Noch vor einigen Jahren hätte man James Graham Ballard (1930–2009) in Science-Fiction-Kreisen niemandem vorzustellen brauchen, doch der für seine außergewöhnliche Phantasie und seinen geschliffenen Stil gleichermaßen gerühmte Brite ist in Deutschland seit längerem nur noch vereinzelt publiziert worden. Nun hat er eine neue Heimat bei Diaphanes gefunden, wo mit „Crash“, „Betoninsel“ und „High-Rise“ die zentralen Werke aus den 1970er-Jahren wieder aufgelegt wurden; „Crash“ sogar in Neuübersetzung. Furore hatte Ballard jedoch hierzulande schon früher gemacht: Bereits bei der legendären Paperbackreihe des Marion-von-Schröder-Verlags war er mit vier (von insgesamt einunddreißig) Titeln vertreten, darunter seine beiden ungewöhnlichen Katastrophenromane „The Drowned World“ (1962; deutsch „Karneval der Alligatoren bzw. „Paradiese der Sonne“) und „The Crystal World“ (1966; deutsch „Kristallwelt“), in denen Innen- und Außenwelt zu eindringlichen Psychogrammen verschmelzen. Ballards Romane wurden in den Folgejahren ebenso oft gedruckt wie seine zahlreichen Kurzgeschichtensammlungen, besonders hervorzuheben ist hierbei „Vermillion Sands“ (1971; deutsch „Die tausend Träume von Stellavista“) um eine Künstlerkolonie mit singenden Orchideen, wuchernden Skulpturen und neurotischen Häusern, während am Himmel Wolkenbildner in Segelfliegern ihre Arbeit verrichten.

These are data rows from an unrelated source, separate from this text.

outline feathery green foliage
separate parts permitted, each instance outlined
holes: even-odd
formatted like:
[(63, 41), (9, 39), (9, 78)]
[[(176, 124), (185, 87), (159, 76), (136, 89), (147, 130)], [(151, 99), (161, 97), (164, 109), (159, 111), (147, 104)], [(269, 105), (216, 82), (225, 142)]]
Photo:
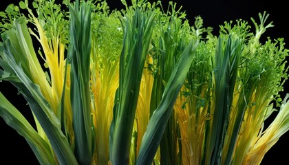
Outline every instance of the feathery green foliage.
[(0, 12), (0, 82), (17, 88), (36, 127), (1, 92), (0, 116), (39, 162), (260, 164), (289, 130), (279, 94), (289, 50), (281, 38), (259, 42), (269, 15), (252, 19), (255, 32), (240, 19), (214, 36), (175, 3), (121, 1), (111, 11), (101, 0), (34, 0), (33, 10), (26, 0)]

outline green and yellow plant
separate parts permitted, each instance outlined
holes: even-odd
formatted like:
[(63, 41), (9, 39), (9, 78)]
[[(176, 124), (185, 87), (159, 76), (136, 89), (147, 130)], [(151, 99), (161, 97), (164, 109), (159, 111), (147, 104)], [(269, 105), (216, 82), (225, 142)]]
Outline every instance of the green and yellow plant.
[(252, 19), (255, 32), (237, 20), (217, 36), (173, 2), (121, 1), (111, 11), (101, 0), (25, 0), (0, 12), (0, 80), (36, 128), (1, 92), (0, 116), (40, 164), (259, 164), (289, 129), (279, 94), (289, 51), (283, 38), (259, 42), (268, 14)]

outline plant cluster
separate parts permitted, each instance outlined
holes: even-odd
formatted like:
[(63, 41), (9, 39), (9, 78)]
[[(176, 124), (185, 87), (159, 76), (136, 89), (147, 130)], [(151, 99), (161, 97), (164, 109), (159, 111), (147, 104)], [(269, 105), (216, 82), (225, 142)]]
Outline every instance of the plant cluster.
[[(283, 38), (259, 14), (218, 36), (169, 2), (28, 0), (0, 12), (0, 116), (41, 164), (259, 164), (289, 129)], [(69, 11), (67, 10), (69, 9)], [(279, 109), (270, 125), (264, 121)]]

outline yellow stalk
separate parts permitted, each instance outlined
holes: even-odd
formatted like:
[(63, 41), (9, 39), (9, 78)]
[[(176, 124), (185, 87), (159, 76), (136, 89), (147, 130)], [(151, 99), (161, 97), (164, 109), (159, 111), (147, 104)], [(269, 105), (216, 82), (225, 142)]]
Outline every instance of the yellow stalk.
[[(265, 153), (278, 141), (280, 137), (289, 129), (289, 102), (287, 99), (289, 94), (284, 98), (280, 111), (276, 118), (260, 135), (255, 138), (253, 145), (250, 147), (243, 164), (259, 164)], [(269, 107), (269, 111), (272, 107)]]
[[(188, 91), (184, 87), (183, 91)], [(184, 164), (200, 164), (203, 154), (206, 120), (209, 120), (207, 111), (209, 104), (197, 107), (197, 102), (204, 98), (208, 87), (204, 85), (200, 96), (193, 94), (188, 98), (180, 94), (174, 109), (178, 114), (178, 121), (181, 133), (182, 146), (182, 162)], [(184, 103), (186, 100), (184, 106)]]
[(115, 94), (118, 87), (119, 64), (118, 59), (111, 60), (110, 53), (96, 50), (96, 41), (92, 39), (91, 83), (96, 144), (94, 161), (96, 164), (107, 164), (109, 160), (109, 127)]

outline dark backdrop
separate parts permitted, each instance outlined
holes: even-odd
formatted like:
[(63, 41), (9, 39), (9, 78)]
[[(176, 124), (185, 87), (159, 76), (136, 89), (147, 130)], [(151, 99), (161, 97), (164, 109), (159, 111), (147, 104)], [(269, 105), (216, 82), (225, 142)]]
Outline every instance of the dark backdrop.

Beispiele wie diese zeigen: Ballard ist immer eine ungewöhnliche Vorstellung von Science-Fiction zu eigen gewesen, die sich mit Genregrenzen nie besonders gut vertragen hat. Ähnlich wie Georg Klein sind seine Bücher an literarischen Zielen und nicht an der Zugehörigkeit zu einem spezifischen Segment des Buchmarkts orientiert. Es gibt daher gute Gründe, Ballards Mitte der 1990er-Jahre einsetzendes Spätwerk dem Mainstream zuzurechnen, wie dies Hans Frey in seiner lesenswerten Monographie getan hat. Dennoch wirkt in „Millenium People“ mit seiner irrlichternden Handlung und den schrägen Beschreibungen noch immer so viel Science-Fiction nach, dass das satirische Buch auch aus Genreperspektive von Interesse ist. Tatsächlich werden typische Ballard-Motive eingebracht: Die Katastrophe, auf die sich David Markham einlässt, anstatt sie zu bekämpfen, erinnert an die Plots der frühen Romanen, während die doch eigentlich geschützte Enklave, die sich in ihr Gegenteil verwandelt, auf „High-Rise“ und „Cocaine Nights“ (1997; deutsch „Weißes Feuer“) verweist.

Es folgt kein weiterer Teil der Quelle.